The House has approved a revised, two-part supplemental spending bill that would set aside $165.4 billion for the Dept. of Defense to continue the wars in Iraq and Afghanistan, and $21.1 billion for DOD construction and funds for other agencies. The package, approved June 19, includes about $11 billion for defense and nondefense construction programs.
The DOD war funding measure was approved 268 to 155, and the other bill, which contained the construction provisions, passed, 416-12.
Over a period of weeks, the House and Senate have passed differing versions of the supplemental funding bills back and forth to each other, but the end now may be in sight. The next step for the latest measure would be Senate action, and Senate Appropriations Committee Chairman Robert Byrd (D-W.Va.) said he planned to produce a new, second supplemental spending measure, which is an indication that he wouldn't seek to amend the latest House-passed bill.
Moreover, the White House, which had raised objections to the non-defense spending in earlier versions of the supplemental, supports the latest House measure. In a June 19 statement, the Office of Management and Budget said the new bill "provides our troops the resources they need, does not micromanage our military commanders an stays within the President's reasonable discretionary spending limits for [fiscal year] 2008 and FY 2009."
The latest House measure's construction components include $5.8 billion for further upgrades to levees and other flood-control structures in Louisiana, though the money wouldn't become available until the start of fiscal 2009.
But the state's senior Senator, Mary Landrieu (La.), criticized the bill for assuming a $1.5-billion state matching funding share and and a tighter timetable than the state wanted. Landrieu says meeting those conditions will be "impossible" for Louisiana to achieve.
It also has $4 billion for military construction, of which $1.3 billion is for the Base Realignment and Closure Program; plus $396 million for Dept. of Veterans Affairs polytrauma centers.
House lawmakers also addressed needs in Midwest areas hit hard by recent floods, providing $2.65 billion. That includes $1.3 billion to add to the Federal Emergency Management Agency's disaster relief fund and $606 million for the Army Corps of Engineers.
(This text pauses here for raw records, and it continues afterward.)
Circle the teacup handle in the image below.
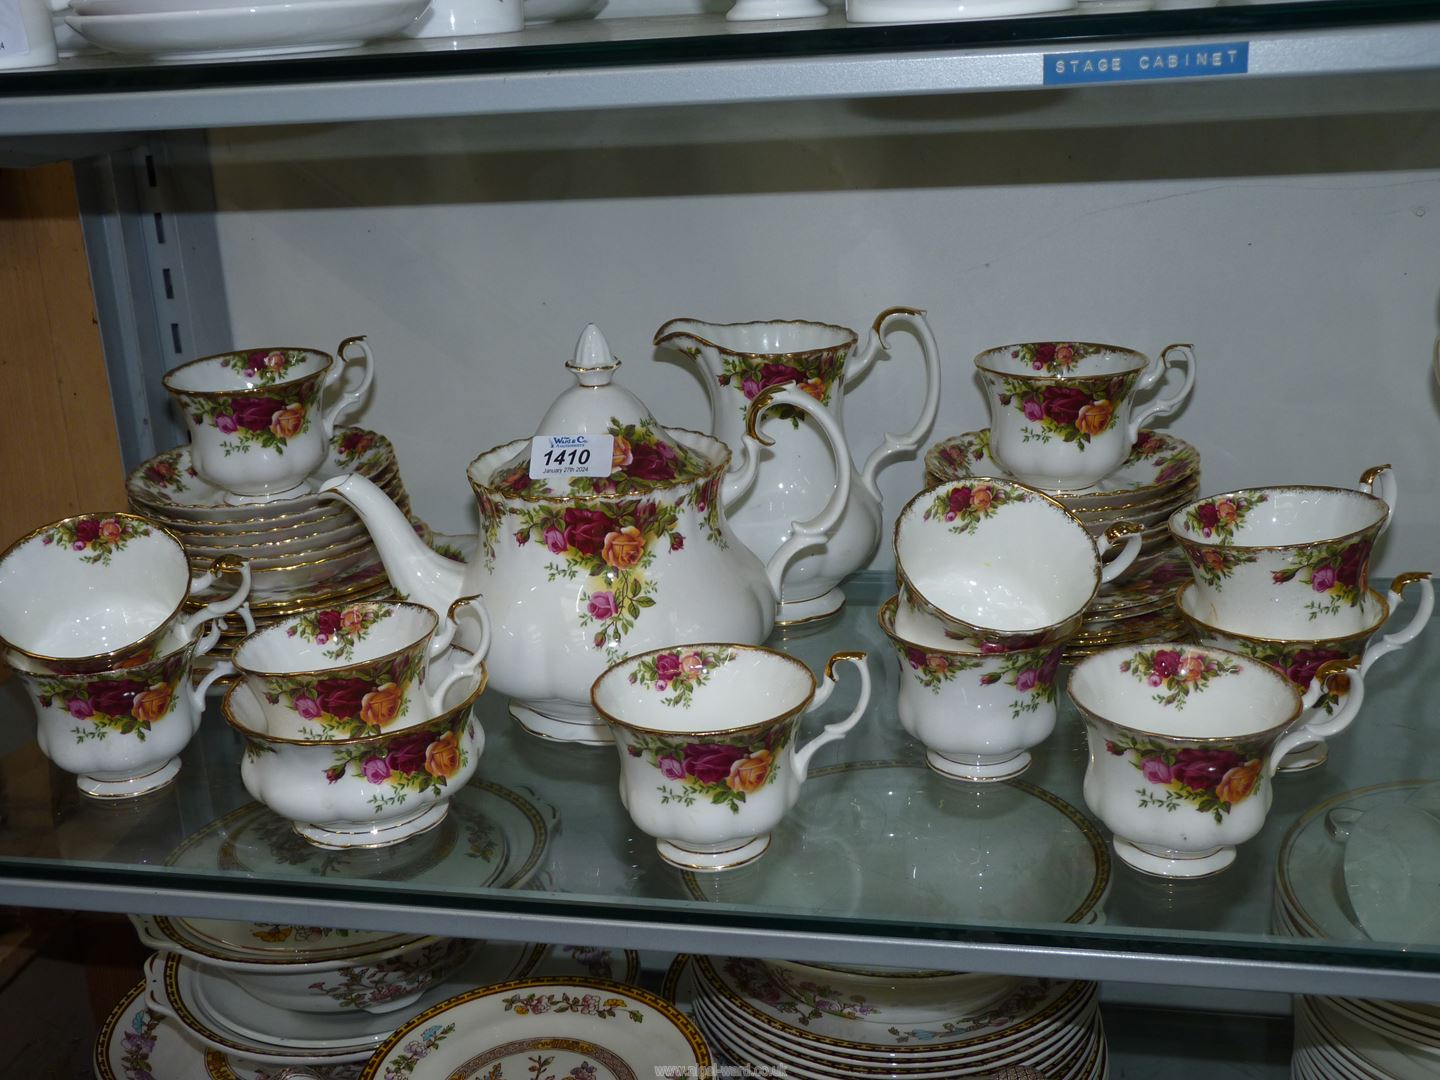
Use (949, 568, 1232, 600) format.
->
(1360, 572, 1433, 676)
(1358, 463, 1398, 539)
(320, 335, 376, 436)
(187, 659, 235, 712)
(1126, 343, 1197, 442)
(180, 556, 252, 637)
(849, 308, 942, 504)
(1096, 522, 1143, 584)
(425, 595, 490, 712)
(1267, 659, 1365, 778)
(792, 652, 870, 783)
(740, 386, 854, 602)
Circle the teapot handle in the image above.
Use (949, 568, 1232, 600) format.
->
(741, 385, 854, 601)
(847, 308, 942, 504)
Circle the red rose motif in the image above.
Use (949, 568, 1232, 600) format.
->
(230, 396, 287, 432)
(1195, 504, 1220, 531)
(73, 518, 101, 544)
(683, 742, 749, 785)
(948, 487, 972, 514)
(1169, 748, 1247, 792)
(627, 441, 679, 483)
(1150, 650, 1182, 678)
(314, 610, 342, 638)
(315, 678, 371, 720)
(563, 508, 614, 557)
(385, 729, 434, 775)
(654, 653, 683, 682)
(1037, 647, 1063, 687)
(339, 430, 374, 456)
(85, 678, 146, 717)
(1040, 385, 1091, 427)
(905, 646, 927, 669)
(1285, 648, 1350, 689)
(1034, 343, 1057, 368)
(1336, 540, 1372, 589)
(758, 362, 801, 390)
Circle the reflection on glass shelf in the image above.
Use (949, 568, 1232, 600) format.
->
(0, 573, 1436, 972)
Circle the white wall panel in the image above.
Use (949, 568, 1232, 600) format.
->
(207, 100, 1440, 576)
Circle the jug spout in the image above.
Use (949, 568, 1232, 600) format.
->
(653, 319, 725, 379)
(318, 474, 464, 615)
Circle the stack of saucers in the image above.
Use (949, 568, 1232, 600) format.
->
(925, 428, 1199, 662)
(1294, 995, 1440, 1080)
(670, 953, 1105, 1079)
(127, 427, 409, 662)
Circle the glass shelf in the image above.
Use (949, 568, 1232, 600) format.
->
(1, 573, 1437, 1000)
(2, 2, 1439, 138)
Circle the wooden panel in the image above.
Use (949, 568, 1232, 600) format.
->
(0, 163, 126, 550)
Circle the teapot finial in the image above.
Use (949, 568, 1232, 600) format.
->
(566, 324, 621, 387)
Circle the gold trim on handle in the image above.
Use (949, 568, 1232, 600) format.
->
(1315, 656, 1360, 697)
(824, 650, 866, 681)
(871, 305, 925, 333)
(1359, 463, 1393, 490)
(447, 592, 483, 623)
(744, 385, 786, 447)
(336, 333, 368, 358)
(1393, 570, 1432, 596)
(1104, 521, 1144, 544)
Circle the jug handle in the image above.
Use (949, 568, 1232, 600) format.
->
(1359, 572, 1433, 677)
(1358, 463, 1397, 539)
(743, 385, 854, 600)
(850, 308, 942, 504)
(792, 652, 870, 783)
(1126, 343, 1197, 443)
(321, 335, 377, 436)
(1267, 659, 1364, 778)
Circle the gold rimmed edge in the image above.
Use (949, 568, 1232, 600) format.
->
(230, 599, 440, 679)
(591, 642, 816, 739)
(973, 339, 1149, 381)
(187, 532, 376, 575)
(1171, 580, 1392, 647)
(91, 979, 144, 1080)
(358, 975, 712, 1080)
(654, 316, 859, 360)
(1167, 483, 1392, 553)
(149, 912, 428, 968)
(160, 346, 333, 400)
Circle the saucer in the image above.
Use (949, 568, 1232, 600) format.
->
(682, 761, 1108, 929)
(925, 428, 1199, 509)
(1342, 782, 1440, 946)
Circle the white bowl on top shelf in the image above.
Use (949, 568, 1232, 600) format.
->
(847, 0, 1073, 23)
(66, 0, 428, 58)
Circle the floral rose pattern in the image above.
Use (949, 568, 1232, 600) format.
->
(40, 515, 151, 567)
(625, 722, 795, 814)
(626, 646, 736, 707)
(380, 1022, 455, 1080)
(502, 991, 644, 1022)
(978, 646, 1065, 718)
(1105, 732, 1267, 824)
(1182, 543, 1260, 591)
(1007, 341, 1103, 374)
(285, 603, 395, 662)
(921, 481, 1030, 537)
(722, 957, 878, 1027)
(712, 345, 845, 426)
(333, 427, 391, 476)
(140, 450, 190, 494)
(36, 651, 185, 743)
(1120, 647, 1243, 709)
(1230, 641, 1355, 715)
(220, 348, 311, 386)
(996, 373, 1137, 448)
(894, 642, 984, 692)
(1272, 537, 1373, 620)
(1181, 492, 1268, 543)
(259, 648, 426, 739)
(179, 372, 320, 455)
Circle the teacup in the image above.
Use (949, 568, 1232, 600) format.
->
(879, 596, 1063, 782)
(894, 477, 1142, 650)
(1167, 466, 1397, 638)
(225, 655, 487, 849)
(1175, 572, 1433, 772)
(9, 619, 233, 797)
(162, 338, 375, 504)
(974, 341, 1196, 491)
(0, 511, 252, 674)
(1069, 643, 1364, 879)
(592, 644, 870, 871)
(232, 598, 490, 740)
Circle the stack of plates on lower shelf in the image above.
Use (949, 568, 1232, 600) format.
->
(668, 954, 1106, 1079)
(127, 427, 457, 663)
(65, 0, 429, 60)
(925, 429, 1200, 663)
(1293, 994, 1440, 1080)
(98, 928, 644, 1078)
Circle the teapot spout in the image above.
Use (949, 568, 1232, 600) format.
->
(318, 474, 464, 615)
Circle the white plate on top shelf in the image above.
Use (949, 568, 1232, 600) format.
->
(847, 0, 1074, 23)
(67, 0, 426, 58)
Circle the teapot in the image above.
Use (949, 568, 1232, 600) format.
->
(320, 325, 852, 745)
(654, 309, 940, 625)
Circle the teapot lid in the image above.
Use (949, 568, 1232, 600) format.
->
(483, 324, 716, 497)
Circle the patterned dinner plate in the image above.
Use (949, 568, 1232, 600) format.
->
(358, 976, 711, 1079)
(925, 429, 1198, 510)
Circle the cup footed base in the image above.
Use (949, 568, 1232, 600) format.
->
(1114, 837, 1235, 879)
(77, 757, 182, 799)
(726, 0, 825, 18)
(925, 748, 1032, 783)
(294, 800, 449, 850)
(774, 587, 847, 629)
(509, 702, 613, 746)
(656, 833, 771, 872)
(1277, 740, 1329, 773)
(220, 481, 314, 506)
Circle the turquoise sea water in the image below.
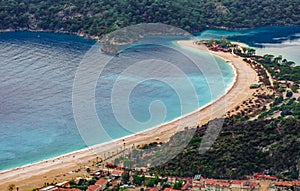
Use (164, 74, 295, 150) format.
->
(1, 26, 298, 171)
(196, 26, 300, 65)
(0, 32, 233, 170)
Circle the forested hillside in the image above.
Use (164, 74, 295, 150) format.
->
(1, 0, 299, 36)
(146, 117, 300, 180)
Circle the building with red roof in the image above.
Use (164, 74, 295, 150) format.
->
(231, 180, 243, 191)
(95, 178, 108, 190)
(258, 58, 264, 61)
(111, 170, 124, 177)
(264, 175, 277, 180)
(292, 181, 300, 186)
(231, 180, 243, 185)
(274, 182, 292, 187)
(95, 178, 108, 185)
(86, 185, 100, 191)
(200, 178, 231, 191)
(273, 181, 300, 188)
(163, 188, 181, 191)
(54, 189, 81, 191)
(253, 173, 277, 180)
(193, 178, 261, 191)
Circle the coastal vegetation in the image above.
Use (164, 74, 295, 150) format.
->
(1, 0, 300, 37)
(110, 40, 300, 181)
(145, 116, 300, 180)
(121, 110, 300, 180)
(229, 40, 300, 119)
(69, 177, 97, 190)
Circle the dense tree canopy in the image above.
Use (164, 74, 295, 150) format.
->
(1, 0, 299, 36)
(148, 117, 300, 180)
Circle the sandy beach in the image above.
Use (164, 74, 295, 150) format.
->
(0, 40, 258, 190)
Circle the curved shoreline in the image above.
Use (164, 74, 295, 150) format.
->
(0, 40, 258, 190)
(0, 42, 237, 172)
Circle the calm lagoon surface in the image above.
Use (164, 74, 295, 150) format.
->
(0, 32, 233, 170)
(196, 26, 300, 65)
(1, 26, 298, 171)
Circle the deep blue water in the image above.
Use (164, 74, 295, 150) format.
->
(0, 32, 95, 170)
(0, 32, 234, 170)
(196, 26, 300, 64)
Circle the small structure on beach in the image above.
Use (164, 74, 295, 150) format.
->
(250, 84, 260, 89)
(56, 181, 70, 188)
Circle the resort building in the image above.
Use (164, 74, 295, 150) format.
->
(111, 170, 124, 177)
(39, 186, 56, 191)
(95, 178, 108, 191)
(87, 185, 100, 191)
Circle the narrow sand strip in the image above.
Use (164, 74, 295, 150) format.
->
(0, 40, 258, 190)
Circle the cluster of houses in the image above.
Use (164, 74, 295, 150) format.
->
(276, 80, 295, 89)
(36, 167, 300, 191)
(38, 169, 124, 191)
(253, 173, 277, 181)
(190, 175, 260, 191)
(269, 181, 300, 191)
(86, 178, 109, 191)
That Corps allocation includes $298 million for its operation and maintenance account, $227 million for its flood control and coastal emergencies account, $62 million for its construction account and $18 million for its Mississippi River and Tributaries account.
Missing from the final House bill is $455 million that the Senate had included in an earlier version of the supplemental for the Federal Highway Administration to reimburse states for storm-caused road and bridge repairs they carried out since 2005.